But let me explain what happened in my house when my wife passed away. I took over every meal and every little food plan for our home. That means I had to come to terms with what we needed to eat, drink, be merry and all.
Creamed spinach, by the way, is disgusting to me. Just get that off my chest right now.
But let’s take a look at all the things that kids are eating right now when parents are supposedly making better nutritional choices.
We have more hydrogenated fats – fats that clog your arteries far quicker and harder and goopier than butter ever does – than before. In fact, when our parents were kids hydrogenated oils weren’t prevalent.
We have high fructose corn syrup in everything! That’s fine in small doses.

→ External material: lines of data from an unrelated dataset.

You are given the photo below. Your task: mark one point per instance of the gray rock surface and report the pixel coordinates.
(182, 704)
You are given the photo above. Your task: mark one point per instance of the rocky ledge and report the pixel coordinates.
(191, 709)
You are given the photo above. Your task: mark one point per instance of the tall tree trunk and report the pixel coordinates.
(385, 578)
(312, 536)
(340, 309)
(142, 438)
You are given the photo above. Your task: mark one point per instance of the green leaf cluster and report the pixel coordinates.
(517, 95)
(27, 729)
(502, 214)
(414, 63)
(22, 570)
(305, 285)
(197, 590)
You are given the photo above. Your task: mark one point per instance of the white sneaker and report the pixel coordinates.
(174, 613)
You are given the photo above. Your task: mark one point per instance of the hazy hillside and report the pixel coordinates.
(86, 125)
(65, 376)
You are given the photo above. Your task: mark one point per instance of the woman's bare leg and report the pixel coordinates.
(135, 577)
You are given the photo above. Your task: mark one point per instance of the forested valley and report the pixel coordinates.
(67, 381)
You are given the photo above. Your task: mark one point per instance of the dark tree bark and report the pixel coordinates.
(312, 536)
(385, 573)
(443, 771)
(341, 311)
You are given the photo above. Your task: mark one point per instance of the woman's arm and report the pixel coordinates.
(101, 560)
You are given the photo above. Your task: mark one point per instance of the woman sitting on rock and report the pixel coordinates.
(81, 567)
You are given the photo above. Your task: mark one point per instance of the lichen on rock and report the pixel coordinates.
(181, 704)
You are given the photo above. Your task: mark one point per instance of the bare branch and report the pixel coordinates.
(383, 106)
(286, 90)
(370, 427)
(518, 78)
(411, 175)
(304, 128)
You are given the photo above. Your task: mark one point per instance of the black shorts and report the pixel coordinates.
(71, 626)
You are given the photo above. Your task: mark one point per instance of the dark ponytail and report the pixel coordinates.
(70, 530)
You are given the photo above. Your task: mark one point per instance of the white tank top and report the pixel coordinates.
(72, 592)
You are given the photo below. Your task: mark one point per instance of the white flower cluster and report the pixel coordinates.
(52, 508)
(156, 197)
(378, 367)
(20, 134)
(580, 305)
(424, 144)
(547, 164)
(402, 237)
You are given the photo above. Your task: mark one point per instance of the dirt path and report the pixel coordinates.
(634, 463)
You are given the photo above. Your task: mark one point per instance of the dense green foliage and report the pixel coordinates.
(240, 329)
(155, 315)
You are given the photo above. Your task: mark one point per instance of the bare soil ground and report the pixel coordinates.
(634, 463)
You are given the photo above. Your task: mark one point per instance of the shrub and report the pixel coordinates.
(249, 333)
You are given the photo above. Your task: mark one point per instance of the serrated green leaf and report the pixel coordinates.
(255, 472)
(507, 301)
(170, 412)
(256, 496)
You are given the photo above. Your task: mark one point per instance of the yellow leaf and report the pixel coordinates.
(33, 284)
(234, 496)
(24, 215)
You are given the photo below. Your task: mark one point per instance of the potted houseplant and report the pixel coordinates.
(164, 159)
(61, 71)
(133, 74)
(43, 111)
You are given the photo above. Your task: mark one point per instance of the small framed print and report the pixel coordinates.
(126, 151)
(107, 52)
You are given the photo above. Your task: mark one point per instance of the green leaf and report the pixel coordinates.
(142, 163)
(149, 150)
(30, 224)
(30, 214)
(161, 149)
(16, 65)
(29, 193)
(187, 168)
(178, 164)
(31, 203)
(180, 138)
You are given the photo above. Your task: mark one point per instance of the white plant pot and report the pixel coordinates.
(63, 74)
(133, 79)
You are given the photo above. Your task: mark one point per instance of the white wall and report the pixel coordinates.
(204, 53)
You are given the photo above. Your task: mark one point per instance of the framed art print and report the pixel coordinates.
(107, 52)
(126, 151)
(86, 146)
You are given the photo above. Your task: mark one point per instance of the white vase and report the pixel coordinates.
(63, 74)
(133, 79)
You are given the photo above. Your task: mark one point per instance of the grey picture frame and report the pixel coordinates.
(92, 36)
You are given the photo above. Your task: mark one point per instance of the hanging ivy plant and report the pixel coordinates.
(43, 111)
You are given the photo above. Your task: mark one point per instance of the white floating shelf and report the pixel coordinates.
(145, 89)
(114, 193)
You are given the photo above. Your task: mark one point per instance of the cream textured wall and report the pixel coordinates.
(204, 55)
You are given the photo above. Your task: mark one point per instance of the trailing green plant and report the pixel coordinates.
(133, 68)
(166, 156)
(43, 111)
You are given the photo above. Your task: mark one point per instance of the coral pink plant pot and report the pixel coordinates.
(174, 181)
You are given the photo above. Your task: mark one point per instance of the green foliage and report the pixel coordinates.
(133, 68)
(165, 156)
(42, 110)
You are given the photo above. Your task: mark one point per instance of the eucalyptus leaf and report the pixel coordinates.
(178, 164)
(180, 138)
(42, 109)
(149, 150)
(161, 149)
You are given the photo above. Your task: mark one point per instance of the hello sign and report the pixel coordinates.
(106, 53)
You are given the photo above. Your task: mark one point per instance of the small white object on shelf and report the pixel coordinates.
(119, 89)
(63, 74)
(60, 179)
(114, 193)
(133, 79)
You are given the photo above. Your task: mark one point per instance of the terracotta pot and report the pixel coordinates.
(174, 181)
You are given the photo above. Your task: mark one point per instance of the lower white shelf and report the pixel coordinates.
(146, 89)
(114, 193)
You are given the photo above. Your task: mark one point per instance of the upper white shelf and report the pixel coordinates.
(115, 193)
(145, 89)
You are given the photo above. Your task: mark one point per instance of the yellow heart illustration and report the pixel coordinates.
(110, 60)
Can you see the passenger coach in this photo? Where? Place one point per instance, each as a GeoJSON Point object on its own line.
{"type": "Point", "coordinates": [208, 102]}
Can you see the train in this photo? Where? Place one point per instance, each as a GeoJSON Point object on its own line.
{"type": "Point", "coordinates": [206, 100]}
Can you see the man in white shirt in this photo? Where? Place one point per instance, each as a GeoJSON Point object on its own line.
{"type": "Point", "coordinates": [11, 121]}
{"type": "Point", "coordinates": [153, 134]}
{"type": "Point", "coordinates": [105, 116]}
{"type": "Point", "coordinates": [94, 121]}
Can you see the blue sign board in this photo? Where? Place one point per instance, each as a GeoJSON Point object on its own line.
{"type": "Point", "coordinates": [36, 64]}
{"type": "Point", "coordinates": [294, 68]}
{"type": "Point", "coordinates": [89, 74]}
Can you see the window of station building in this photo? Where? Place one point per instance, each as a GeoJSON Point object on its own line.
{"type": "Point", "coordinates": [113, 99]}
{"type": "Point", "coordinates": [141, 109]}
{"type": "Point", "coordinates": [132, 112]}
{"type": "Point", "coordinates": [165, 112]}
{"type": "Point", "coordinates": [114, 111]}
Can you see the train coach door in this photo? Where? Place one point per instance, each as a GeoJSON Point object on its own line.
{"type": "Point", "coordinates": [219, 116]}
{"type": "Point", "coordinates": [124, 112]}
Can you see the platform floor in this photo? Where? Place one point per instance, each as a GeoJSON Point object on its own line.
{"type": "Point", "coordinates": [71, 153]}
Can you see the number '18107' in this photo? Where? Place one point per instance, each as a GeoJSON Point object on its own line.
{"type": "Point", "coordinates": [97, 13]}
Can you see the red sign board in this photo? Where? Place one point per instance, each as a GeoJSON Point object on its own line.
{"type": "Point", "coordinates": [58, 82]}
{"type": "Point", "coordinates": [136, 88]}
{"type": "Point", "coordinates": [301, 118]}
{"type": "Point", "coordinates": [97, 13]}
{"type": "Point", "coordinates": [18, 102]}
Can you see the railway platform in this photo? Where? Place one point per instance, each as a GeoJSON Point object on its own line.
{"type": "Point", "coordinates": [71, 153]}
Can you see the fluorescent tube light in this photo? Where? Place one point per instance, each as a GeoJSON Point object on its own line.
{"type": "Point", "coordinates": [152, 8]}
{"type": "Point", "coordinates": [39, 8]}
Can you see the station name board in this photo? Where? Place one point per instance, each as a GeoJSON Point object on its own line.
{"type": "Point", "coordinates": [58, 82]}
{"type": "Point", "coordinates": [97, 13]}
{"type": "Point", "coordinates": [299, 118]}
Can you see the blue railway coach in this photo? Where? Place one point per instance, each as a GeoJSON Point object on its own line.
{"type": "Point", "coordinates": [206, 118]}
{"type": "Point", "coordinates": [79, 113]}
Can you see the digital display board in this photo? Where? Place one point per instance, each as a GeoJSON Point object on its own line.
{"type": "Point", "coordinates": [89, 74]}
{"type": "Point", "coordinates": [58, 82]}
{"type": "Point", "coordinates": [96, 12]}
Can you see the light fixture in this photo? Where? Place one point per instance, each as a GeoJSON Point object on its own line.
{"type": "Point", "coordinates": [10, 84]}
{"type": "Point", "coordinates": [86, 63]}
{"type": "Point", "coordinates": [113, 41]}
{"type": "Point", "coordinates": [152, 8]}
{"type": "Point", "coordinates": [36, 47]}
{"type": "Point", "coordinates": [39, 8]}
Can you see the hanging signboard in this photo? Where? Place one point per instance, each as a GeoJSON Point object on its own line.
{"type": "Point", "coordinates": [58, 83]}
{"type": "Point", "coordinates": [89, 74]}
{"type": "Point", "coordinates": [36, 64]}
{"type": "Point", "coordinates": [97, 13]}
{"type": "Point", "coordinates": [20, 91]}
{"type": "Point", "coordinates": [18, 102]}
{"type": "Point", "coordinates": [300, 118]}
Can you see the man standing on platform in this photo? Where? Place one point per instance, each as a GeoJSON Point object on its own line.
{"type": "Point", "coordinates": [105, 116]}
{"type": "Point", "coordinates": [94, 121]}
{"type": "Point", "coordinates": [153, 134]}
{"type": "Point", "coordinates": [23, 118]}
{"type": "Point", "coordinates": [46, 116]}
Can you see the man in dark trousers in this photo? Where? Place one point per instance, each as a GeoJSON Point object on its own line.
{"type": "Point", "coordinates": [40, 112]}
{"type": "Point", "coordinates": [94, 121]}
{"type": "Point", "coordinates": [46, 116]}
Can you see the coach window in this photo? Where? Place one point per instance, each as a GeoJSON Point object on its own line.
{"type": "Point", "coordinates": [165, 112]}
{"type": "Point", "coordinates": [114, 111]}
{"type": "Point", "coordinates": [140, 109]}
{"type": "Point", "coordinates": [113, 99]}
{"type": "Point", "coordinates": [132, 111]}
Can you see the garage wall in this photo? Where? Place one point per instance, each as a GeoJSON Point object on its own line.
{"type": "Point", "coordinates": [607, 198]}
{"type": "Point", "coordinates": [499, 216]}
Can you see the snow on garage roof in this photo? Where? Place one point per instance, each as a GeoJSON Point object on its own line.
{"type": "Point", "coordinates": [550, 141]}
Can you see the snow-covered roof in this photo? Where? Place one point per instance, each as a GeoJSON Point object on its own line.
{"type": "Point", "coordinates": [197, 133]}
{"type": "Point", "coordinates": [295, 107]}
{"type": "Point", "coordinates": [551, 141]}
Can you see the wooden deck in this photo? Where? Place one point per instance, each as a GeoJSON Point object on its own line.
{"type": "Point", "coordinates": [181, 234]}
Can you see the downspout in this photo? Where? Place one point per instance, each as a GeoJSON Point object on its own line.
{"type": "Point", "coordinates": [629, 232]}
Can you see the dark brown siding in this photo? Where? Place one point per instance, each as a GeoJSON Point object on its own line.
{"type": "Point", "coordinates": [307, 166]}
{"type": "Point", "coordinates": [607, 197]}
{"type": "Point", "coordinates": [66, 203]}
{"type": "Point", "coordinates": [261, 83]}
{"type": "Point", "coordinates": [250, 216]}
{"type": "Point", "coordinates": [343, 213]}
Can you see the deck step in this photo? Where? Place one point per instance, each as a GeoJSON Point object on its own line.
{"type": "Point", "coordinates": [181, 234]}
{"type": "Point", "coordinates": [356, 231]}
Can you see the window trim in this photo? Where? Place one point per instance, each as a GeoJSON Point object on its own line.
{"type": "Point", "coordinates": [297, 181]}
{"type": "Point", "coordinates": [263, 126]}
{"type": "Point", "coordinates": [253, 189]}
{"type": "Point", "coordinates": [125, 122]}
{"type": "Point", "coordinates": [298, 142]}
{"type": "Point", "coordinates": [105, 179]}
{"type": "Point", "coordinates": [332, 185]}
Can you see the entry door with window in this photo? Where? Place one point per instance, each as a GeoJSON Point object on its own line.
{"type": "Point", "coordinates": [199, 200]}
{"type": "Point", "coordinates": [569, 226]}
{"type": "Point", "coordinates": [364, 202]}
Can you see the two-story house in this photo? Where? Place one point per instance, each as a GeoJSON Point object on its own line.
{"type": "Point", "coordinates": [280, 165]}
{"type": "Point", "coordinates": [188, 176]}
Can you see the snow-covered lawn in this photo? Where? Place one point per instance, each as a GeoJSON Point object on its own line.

My Pecan Pie wouldn’t exist without corn syrup. But cookies, breads, lowfat cheeses . . . hell just about everything has it. Hidden sugars weren’t a problem in that chocolate cake.
Fast food is cheaper than real food. Let that sink in a little. Fast food is cheaper and easier to get than real healthy foods.
When I became the sole parent in my home I went to the trouble of finding security for my kids in whatever ways I could think of to give it. That went to going back to my own childhood. My mother made breakfast. We had dinner most nights and it was made from scratch. We didn’t have dessert every night but we had it often…and it was in moderation. There were no preservatives in it, it was homemade. Yet today there are rice crispie bars in aluminum packets that are filled with chemicals and taste nothing like marshmallow.
That, my friends, isn’t better than our parents.
I don’t use cream when I make potatoes I use skim milk. I put butter on foods no margarine and only when it needs it. Salt is a flavoring not an ingredient.
A friend told me I might actually be losing weight in some parts as well because I only eat – most of the time – what I make myself. When you have to put the effort into cooking you expend the effort. You know what’s there.
So . . . while I refuse to weigh in on the punishment debate . . . leave my baking out of this. We aren’t prime examples of the human species . . . but we’re eating far healthier and acting a lot more like I did when I was a kid.
In the end the lesson is this: it’s not one or the other. It’s what’s successful and beneficial for your kids that’s the best thing…and sometimes that’s chocolate cake after dinner.